There is this famous problem:
Consider a stick of length 1. Pick two points uniformly at random on the stick, and break the stick at those points. What is the probability that the three segments obtained in this way form a triangle?
The answer is $1/4$ and there are many different ways one can solve it. For a comprehensive list, see: https://mathoverflow.net/questions/2014/if-you-break-a-stick-at-two-points-chosen-uniformly-the-probability-the-three-r
However, I would like to ask about two particular solutions of this problem. Frankly saying, I have some problems with understanding them...
It seems natural to rephrase the question in terms of barycentric coordinates in a triangle. These coordinates are numbers x, y, z in the interval [0,1] satisfying the equation x+y+z=1. We are looking for triples (x,y,z) of such numbers satisfying the three triangle inequalities x≤y+z, y≤x+z, and z≤x+y. Replacing the relations "≤" by "=", we get line segments joining the midpoints of the edges of the triangle.

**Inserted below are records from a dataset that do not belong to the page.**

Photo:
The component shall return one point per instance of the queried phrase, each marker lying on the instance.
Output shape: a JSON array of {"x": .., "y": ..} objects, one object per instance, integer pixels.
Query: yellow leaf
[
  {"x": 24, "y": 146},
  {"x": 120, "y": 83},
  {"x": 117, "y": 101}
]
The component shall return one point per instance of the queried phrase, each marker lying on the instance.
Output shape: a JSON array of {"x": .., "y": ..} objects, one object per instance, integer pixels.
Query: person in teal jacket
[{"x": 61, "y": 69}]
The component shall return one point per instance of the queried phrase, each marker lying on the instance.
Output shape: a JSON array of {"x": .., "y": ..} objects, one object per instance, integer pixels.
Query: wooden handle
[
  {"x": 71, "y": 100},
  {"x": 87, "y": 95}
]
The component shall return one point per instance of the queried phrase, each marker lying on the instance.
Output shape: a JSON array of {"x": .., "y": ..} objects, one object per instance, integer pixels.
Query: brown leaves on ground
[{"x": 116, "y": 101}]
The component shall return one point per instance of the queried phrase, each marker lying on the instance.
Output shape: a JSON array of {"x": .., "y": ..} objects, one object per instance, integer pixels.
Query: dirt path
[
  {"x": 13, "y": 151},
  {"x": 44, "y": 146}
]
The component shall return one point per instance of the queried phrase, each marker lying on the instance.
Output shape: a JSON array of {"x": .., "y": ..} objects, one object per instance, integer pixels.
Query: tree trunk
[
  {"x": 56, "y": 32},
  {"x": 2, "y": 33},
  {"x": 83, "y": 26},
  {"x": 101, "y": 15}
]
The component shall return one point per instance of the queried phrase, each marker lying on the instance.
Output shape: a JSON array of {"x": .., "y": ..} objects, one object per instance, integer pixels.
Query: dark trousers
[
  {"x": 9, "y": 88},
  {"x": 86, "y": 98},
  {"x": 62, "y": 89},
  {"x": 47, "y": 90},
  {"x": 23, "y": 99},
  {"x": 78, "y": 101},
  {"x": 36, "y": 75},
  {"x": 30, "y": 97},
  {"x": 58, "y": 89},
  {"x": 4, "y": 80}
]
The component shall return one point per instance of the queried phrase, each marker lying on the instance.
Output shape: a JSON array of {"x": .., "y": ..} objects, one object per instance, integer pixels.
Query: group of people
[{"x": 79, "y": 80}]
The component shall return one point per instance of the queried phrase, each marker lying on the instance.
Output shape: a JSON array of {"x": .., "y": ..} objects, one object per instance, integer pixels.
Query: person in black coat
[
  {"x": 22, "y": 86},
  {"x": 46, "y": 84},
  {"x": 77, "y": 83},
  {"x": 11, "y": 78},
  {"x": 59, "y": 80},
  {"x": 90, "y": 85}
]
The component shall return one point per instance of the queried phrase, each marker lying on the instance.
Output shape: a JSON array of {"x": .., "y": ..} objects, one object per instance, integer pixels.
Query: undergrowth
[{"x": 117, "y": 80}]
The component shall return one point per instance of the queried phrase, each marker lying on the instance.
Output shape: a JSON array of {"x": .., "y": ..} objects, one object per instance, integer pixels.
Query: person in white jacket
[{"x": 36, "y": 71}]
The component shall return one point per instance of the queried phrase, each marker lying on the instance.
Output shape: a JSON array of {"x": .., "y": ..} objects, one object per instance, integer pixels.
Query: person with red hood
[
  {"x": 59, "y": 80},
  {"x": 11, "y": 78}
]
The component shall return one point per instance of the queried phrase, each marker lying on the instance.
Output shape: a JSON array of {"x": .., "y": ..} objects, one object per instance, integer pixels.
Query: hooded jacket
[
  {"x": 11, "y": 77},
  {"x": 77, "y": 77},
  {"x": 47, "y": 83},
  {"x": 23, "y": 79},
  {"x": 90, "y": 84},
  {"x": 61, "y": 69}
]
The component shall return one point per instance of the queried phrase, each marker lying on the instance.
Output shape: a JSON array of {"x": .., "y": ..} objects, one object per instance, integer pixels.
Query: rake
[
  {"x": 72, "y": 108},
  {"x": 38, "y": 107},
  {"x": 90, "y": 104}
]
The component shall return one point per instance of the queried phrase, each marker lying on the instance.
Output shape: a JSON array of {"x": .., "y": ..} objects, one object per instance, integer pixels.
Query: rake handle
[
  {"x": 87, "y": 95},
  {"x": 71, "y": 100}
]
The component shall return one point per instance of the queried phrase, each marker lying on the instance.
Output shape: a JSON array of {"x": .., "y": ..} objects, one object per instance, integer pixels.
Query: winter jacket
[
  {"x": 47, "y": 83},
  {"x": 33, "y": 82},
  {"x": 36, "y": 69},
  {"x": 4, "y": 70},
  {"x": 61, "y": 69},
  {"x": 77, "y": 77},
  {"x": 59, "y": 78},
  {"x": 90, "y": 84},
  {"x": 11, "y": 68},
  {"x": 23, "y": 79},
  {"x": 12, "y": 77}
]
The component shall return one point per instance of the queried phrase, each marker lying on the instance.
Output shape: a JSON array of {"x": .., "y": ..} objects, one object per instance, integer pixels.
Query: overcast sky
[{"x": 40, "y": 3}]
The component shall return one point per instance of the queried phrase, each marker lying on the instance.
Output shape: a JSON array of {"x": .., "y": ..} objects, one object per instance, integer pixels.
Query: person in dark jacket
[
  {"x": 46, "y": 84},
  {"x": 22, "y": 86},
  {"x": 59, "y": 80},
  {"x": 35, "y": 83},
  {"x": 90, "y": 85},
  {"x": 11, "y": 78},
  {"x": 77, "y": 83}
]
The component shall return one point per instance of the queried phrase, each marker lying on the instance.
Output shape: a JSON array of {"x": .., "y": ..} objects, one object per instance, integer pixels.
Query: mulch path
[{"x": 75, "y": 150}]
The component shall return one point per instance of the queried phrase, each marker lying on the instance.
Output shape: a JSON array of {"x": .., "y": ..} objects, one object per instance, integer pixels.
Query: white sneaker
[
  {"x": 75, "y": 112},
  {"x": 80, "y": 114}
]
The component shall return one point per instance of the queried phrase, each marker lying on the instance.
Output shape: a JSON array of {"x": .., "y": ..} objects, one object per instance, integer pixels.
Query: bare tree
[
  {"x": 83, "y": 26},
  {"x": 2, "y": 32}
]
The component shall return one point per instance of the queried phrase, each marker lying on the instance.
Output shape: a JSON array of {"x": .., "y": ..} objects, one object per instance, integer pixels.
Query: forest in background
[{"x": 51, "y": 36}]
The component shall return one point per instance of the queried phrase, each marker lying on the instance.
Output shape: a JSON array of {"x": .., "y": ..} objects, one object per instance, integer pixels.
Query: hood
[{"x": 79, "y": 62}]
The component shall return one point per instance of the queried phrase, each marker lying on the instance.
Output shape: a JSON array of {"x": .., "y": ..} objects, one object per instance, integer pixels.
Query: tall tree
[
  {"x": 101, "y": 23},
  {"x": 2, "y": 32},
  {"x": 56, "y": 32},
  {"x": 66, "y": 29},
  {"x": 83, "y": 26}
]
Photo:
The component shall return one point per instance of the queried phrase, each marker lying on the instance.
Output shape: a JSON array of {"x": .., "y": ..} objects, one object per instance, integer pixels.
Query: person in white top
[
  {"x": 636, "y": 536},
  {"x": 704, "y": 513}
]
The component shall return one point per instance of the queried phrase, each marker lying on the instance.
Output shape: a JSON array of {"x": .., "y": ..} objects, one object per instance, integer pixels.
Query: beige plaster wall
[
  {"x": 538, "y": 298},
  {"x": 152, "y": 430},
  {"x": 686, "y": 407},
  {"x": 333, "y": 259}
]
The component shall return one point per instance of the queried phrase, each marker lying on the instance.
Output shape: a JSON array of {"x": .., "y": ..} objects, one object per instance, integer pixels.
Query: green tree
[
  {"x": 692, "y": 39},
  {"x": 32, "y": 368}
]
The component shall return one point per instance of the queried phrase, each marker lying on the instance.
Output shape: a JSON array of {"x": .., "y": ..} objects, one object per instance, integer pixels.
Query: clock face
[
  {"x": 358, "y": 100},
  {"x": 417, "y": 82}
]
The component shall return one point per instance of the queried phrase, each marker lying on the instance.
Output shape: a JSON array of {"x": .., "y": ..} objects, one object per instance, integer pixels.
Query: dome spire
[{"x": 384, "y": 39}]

These line segments cut the triangle into four congruent subtriangles. The central one of these four subtriangles is the region where all three triangle inequalities hold, and this region has area equal to one quarter of the area of the big triangle.
Say that our radnom points are $U_1, U_2 \sim \mathcal{U}(0,1)$. As I understand, $x,y,z$ from this solution are the so called "spacings", defined as: $$x:= \min(U_1,U_2),$$ $$y:=\max(U_1, U_2)-\min(U_1, U_2),$$ $$z:=1-\max(U_1, U_2).$$ For the cited solution to hold, we should require $(x,y,z)$ to be uniformly distributed on $$\Delta \ = \ \{(a,b,c)\in \mathbb{R}_+^3: a+b+c=1 \}.$$ I know that it is true, but I do not find it anyhow obvious... Can this statement be demonstrated in an elementary fashion?
Additionally, there is another solution in this spirit:
(with the same notation) we have $(x,y)\in \tilde{\Delta}$, where $$\tilde{\Delta} \ = \ \{(a,b)\in \mathbb{R}_+^2: a+b\le 1 \}.$$ In order to make a triangle, we must have $$a\le 1/2,$$ $$b\le 1/2,$$ $$a+b\ge 1/2.$$ Hence probability is $1/8$ divided by $1/2$ (measure of $\tilde{\Delta}$) which results in $1/4$.
My question again is: how do we know that $(x,y)\sim \mathcal{U}(\tilde{\Delta})$. Is it by any means obvious?
EDIT: My question is about proving those two little facts (used in cited solutions without any justification) in an elementary way. But, what is important, I know that both those facts are true (e.g. via dypheomorphic transformation formula for densities) - I just believe that proving them is harder than the actual triangle problem, and I am wondering if I do not miss any simple argument...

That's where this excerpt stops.